In 1951 Denton Cooley joined Baylor University College of Medicine and here began his collaboration with Michael DeBakey. This pair up led to many innovations in surgery but their differences or some would call it ‘rivalry’, led them to drift apart and in 1960 Cooley moved his practice away from DeBakey’s. The feud escalated when in 1969 Cooley performed the first artificial heart transplant. The recipient was a dying man and with no donor heart available, Cooley took it upon himself to implant an artificial heart with the help of Dr. Domingo Liotta, DeBakey’s artificial heart technician, who is said to have designed the artificial heart. The patient survived for 65 hours following the transplant. DeBakey is reported to have called the Cooley’s actions of using the artificial heart as theft, unethical, a betrayal and a childish act to claim a medical first.  Denton Cooley however, defended the implant as a desperate act to save a life and felt that DeBakey was concerned simply because Cooley became credited for implanting the first artificial heart.  Dr. Cooley is currently Surgeon-in-chief and President-emeritus at the Texas Heart Institute and one interesting fact that many may not be aware of, is that he played string bass in ‘the Heartbeats’, a musical band consisting of prominent physicians at the Texas heart institute. They had even released a record as a fundraiser (not to be confused with the 1950s rhythm and blues band, with the same name).
(Insert Denton Cooley letter)
An original handwritten letter from Cardiac Surgery's pioneer, Dr. Denton Cooley, personally written to Dr. Farhan Asrar
Dr. Michael DeBakey (September 7, 1908 – July 11, 2008) Another great pioneer of cardiac surgery, Dr.
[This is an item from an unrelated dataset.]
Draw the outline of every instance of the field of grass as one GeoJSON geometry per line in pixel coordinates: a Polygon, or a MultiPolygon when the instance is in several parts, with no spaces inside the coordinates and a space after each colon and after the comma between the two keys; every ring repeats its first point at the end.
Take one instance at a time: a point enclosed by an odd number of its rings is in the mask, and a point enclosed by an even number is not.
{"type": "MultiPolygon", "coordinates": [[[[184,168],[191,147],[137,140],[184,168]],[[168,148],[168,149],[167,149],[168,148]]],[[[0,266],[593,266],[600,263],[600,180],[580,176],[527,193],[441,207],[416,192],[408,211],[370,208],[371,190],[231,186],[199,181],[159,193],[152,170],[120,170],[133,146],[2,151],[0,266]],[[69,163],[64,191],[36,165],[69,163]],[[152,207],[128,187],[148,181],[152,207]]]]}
DeBakey has a long list of notable milestones; He is said to have performed tens of thousands of operations over 70 years with exceptional skill, operating on world leaders including John F. Kennedy, Lyndon B. Johnson, Richard Nixon, Boris Yeltsin, The Duke of Windsor, the late King Hussein of Jordan and the Shah of Iran. He also invented the US Army's surgical field hospitals, popularly known as the Mobile Army Surgical Hospital (M*A*S*H), made famous due to the television series of the same name. He helped establish the Veterans Administration chain of hospitals to care for retired soldiers and also helped to form the US National Library of Medicine. DeBakey was one of the first to perform coronary artery bypass surgery, the first successful carotid endarterectomy, the first patch-graft angioplasty and was the first to use an external heart pump successfully in a patient. Dr. DeBakey was very actively involved in medicine even up till recent years until his death. He has had many awards and honours bestowed upon him, the most recent being the Congressional Gold Medal just few months before his death. In 2008, Dr. Michael DeBakey passed away from natural causes at the age of 99, just two months short of his 100th birthday.
(Insert DeBakey photo here)
An autographed photograph of Dr. Michael DeBakey from Dr. Farhan Asrar's private collection.
The Feud finally comes to an end
The well known feud between DeBakey and Cooley following the issue of the artificial heart continued for decades with both individuals reportedly not talking to each other for years (The New York Times reported in 1994 that both had refused to talk to the other for 25 years).
In 2007, they set aside their differences and Michael DeBakey accepted a lifetime achievement award and honorary membership from the ‘Denton A. Cooley Cardiovascular Surgical Society’ in October 2007, handed to him by Denton Cooley himself.
Shortly after, in May 2008, Denton Cooley was made honorary member of the ‘Michael E. DeBakey International Surgical Society’ and presented with a lifetime achievement award by Michael DeBakey. At the ceremony, DeBakey remembered the early days, when he and Cooley worked together at the Baylor College of Medicine and said “We were the department of Surgery”.
It was reported that Dr. DeBakey’s motto was ‘Strive for nothing less than excellence’ and that was how both DeBakey and Cooley lived their lives and made an impact in Medicine.
Reference:
Altman, Lawrence. The Feud. *New York Times* November 27, 2007.